The project has been years in the making, and now it's ready to ride. A couple hundred people and local leaders came out in support of it.

"There's a real feel for people being enthusiastic about this," said Jeff Currie, the President of Great Headwaters Trails, which helped lead the bike trail project.

It's supposed to connect Conover to Phelps through nearly 11 miles of paved trail. The first part is open and goes from Conover Community Park to Muskrat Creek Road.

"3.2 miles on the ground and ready to be ridden on biked or hiked," said Brian Blank, the chairman of the Conover-Phelps Trail Capital Campaign.

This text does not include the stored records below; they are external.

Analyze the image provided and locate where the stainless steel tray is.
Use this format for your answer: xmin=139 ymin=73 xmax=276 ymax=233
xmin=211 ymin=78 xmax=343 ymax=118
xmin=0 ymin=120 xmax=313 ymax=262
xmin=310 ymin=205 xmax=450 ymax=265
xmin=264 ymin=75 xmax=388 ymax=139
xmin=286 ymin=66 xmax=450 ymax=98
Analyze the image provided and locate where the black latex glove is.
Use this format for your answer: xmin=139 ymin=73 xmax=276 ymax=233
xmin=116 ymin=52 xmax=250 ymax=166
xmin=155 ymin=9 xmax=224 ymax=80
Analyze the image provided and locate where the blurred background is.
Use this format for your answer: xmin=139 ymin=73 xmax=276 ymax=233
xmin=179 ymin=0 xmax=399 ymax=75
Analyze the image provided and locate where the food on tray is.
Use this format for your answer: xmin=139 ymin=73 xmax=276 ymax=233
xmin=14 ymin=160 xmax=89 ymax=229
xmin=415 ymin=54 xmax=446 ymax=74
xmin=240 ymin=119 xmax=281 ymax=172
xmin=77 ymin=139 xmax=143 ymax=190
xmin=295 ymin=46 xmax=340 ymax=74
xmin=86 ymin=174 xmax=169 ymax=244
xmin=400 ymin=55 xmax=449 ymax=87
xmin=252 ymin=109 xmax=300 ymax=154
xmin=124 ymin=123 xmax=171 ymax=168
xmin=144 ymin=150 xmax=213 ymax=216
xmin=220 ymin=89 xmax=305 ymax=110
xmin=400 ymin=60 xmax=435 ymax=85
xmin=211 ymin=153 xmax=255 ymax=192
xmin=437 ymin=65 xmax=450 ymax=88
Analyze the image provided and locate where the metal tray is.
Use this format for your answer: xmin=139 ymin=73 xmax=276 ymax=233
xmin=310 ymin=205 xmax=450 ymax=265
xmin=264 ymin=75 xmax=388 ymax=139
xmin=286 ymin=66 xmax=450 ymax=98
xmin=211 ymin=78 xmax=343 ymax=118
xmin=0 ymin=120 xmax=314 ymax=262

"When people hear about a town and then when people say, have you seen their bike trail, it's just, right away it's like there's more to that town than I thought there was," Currie said.

While not yet complete, project leaders are hopeful the trail will be finished soon. Project leaders say the second part of the trail, about five miles long, is fully engineered but about 60 percent funded.

"We're about $200,000 away from completing the remaining five miles," Blank said.

"You know that funding could come, and when it does, five miles of trail in two or three months will be on the ground," Currie said.

"I have no doubt in the next couple years this trail will be completed all the way to Phelps," said Gary Meister, the vice president of Great Headwaters Trails.

The trail is non-motorized so, no ATVs allowed, but it will be a snowmobile trail in the winter.